Besides churning out video games for China’s young generations, Tencent has also been attuned to the need of silver-haired users: its latest bet is an app that teaches middle-age and elderly users, most of whom are female, how to dance.

Called Tangdou, or “sugar beans” in Chinese, the app announced on Monday that it’s raised a Series C funding round led by Tencent with participation from existing investors GGV Capital and Xiaomi founder Lei Jun’s Shunwei Capital, as well as IDG Capital.

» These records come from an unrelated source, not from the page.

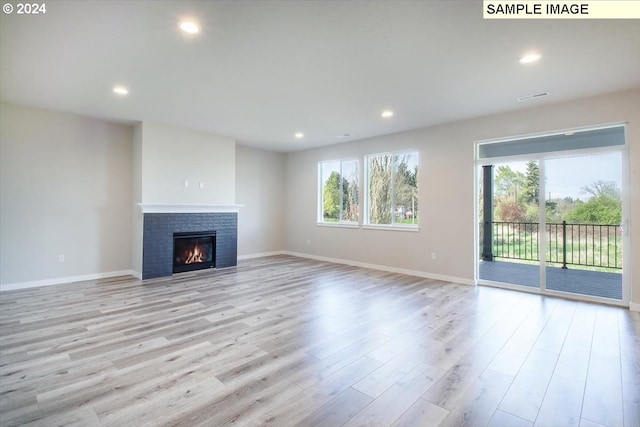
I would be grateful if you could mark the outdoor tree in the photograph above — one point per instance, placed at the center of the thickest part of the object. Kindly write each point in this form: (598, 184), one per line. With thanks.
(508, 182)
(380, 170)
(331, 195)
(604, 207)
(530, 192)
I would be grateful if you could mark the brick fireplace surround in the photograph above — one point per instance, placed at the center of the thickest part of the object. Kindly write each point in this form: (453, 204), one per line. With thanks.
(158, 229)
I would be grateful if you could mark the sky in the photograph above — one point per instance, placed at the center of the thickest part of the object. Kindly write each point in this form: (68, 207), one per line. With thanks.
(567, 176)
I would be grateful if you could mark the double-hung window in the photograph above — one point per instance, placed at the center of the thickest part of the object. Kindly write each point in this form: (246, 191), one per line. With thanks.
(392, 189)
(339, 192)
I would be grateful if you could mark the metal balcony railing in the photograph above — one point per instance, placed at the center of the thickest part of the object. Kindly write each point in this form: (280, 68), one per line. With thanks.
(592, 245)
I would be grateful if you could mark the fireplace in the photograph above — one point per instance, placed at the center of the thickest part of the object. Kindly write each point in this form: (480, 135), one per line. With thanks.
(194, 251)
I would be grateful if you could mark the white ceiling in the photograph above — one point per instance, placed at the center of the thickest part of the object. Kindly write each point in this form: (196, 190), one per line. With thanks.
(262, 70)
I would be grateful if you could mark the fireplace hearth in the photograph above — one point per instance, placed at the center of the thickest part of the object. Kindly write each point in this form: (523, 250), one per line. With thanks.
(194, 251)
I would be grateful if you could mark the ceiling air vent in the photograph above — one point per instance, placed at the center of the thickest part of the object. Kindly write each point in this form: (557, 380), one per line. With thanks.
(530, 97)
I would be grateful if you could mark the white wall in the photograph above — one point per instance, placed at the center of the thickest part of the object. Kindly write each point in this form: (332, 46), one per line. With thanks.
(260, 189)
(137, 218)
(173, 155)
(446, 185)
(65, 188)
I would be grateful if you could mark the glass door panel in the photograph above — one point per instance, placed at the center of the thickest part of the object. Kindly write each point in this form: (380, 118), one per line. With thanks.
(583, 216)
(509, 232)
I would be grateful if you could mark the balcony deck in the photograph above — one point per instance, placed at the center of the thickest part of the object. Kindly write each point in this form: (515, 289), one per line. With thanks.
(592, 283)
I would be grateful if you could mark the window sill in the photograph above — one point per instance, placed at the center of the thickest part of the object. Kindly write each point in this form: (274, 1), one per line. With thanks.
(337, 224)
(409, 228)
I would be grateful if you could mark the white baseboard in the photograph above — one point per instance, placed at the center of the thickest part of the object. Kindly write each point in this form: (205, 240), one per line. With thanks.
(61, 280)
(260, 255)
(390, 269)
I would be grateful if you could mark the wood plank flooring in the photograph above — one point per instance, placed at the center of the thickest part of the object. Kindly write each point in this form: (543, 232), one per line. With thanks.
(285, 341)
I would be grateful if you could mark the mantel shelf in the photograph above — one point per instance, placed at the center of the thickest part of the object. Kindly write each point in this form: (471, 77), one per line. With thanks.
(185, 208)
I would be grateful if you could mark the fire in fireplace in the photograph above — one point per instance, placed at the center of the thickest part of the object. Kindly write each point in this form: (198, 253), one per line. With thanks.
(194, 251)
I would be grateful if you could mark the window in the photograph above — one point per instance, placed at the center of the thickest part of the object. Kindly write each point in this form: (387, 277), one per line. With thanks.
(392, 189)
(339, 192)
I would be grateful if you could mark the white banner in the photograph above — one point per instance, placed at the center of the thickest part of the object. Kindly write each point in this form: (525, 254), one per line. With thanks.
(586, 9)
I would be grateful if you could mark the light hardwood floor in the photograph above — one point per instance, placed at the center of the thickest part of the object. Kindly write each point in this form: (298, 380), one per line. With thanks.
(285, 341)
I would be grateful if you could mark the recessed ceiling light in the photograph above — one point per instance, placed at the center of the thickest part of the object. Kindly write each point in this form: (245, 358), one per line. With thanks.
(189, 27)
(120, 90)
(530, 97)
(529, 58)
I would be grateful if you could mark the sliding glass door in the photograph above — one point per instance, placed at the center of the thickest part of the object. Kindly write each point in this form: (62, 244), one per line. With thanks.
(584, 236)
(550, 211)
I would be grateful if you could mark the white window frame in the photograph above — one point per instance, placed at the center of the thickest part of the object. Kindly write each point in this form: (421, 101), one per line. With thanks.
(365, 213)
(320, 210)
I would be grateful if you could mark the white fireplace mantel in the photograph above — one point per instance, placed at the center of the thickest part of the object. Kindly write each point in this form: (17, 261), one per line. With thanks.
(185, 208)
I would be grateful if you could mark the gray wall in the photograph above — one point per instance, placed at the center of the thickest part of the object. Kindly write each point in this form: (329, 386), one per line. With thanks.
(446, 185)
(65, 188)
(260, 188)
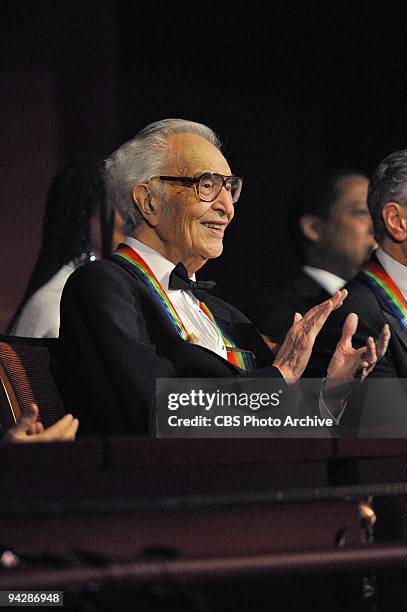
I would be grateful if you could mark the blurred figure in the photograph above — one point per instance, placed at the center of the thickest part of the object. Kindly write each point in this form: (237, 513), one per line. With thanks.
(79, 226)
(30, 429)
(335, 232)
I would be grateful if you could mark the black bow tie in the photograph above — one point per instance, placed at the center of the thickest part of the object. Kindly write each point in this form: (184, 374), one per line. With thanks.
(179, 280)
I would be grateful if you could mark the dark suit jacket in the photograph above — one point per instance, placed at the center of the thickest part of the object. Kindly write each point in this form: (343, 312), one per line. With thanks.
(115, 341)
(299, 295)
(379, 406)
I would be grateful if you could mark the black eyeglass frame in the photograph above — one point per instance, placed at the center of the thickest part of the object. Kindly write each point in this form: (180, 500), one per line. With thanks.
(189, 181)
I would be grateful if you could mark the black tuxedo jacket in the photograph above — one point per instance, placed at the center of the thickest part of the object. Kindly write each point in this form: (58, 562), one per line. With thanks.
(115, 341)
(299, 295)
(379, 406)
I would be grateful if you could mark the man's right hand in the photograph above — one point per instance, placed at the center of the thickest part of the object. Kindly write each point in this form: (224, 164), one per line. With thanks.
(295, 352)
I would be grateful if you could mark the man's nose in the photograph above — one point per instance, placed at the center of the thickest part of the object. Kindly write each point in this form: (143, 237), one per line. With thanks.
(223, 204)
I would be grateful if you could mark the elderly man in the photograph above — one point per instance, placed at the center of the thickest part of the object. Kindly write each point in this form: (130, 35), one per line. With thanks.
(336, 233)
(141, 316)
(378, 295)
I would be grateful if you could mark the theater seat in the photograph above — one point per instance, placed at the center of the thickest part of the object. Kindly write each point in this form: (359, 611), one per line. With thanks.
(25, 377)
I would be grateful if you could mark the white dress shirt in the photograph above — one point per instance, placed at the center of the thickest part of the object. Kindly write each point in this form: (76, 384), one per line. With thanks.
(184, 302)
(39, 317)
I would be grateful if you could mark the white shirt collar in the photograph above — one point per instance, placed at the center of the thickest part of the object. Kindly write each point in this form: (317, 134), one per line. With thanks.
(395, 269)
(328, 281)
(161, 267)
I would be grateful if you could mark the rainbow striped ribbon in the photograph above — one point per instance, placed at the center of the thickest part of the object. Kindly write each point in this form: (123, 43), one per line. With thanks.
(238, 357)
(385, 287)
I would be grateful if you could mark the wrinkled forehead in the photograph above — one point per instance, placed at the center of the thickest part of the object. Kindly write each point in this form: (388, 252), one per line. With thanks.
(191, 155)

The financial infusion makes for an interesting move for Tencent, whose WeChat messenger counts users over the age of 55 as its fastest-growing group. In fact, Tangdou has piggybacked off WeChat to acquire users by creating lite-apps that are designed for ease of use and run within the ubiquitous chatting tool, which is many senior users’ first taste of the internet.

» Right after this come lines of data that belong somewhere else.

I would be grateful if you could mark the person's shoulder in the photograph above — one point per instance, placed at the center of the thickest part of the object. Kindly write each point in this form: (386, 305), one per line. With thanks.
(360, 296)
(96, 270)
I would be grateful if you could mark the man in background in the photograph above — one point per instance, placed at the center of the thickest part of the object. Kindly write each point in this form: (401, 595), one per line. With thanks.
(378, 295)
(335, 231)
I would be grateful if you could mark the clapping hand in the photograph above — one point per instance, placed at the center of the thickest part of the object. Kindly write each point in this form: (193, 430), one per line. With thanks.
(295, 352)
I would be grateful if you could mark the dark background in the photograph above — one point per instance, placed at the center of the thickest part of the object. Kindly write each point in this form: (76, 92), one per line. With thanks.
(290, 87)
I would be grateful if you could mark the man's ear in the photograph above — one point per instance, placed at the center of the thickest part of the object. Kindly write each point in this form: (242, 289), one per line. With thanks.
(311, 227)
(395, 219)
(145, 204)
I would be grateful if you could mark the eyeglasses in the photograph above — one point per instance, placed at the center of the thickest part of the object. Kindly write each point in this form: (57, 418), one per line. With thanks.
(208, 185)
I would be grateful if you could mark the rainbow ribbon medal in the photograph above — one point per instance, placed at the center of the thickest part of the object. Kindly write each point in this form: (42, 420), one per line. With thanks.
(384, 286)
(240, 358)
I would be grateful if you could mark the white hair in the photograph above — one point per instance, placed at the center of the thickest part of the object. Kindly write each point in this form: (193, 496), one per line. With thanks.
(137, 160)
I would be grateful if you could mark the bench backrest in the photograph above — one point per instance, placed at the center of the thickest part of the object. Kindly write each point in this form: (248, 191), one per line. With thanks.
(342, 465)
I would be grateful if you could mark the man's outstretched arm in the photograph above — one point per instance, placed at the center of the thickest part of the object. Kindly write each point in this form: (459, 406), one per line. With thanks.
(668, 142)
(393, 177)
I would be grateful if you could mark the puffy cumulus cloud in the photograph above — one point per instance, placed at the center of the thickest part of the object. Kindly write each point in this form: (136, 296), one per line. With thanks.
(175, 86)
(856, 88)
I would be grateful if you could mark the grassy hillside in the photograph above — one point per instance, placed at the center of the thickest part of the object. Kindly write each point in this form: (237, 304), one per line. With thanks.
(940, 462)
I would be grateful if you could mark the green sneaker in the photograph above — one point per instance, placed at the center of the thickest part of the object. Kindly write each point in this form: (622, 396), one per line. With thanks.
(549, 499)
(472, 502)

While Tangdou did not disclose the size of the round, the new proceeds brought its total funds raised to date to nearly $100 million. It last inked $15 million (in Chinese) from a Series B funding round in 2016 and another $5 million from a B-plus round in 2017.

“As [China’s] mobile internet enters the ‘second half’ of its development phase, the markets for maternal and child care, middle-age and elderly users have become the new red-hot verticals,” said GGV’s managing partner Jenny Lee in a statement.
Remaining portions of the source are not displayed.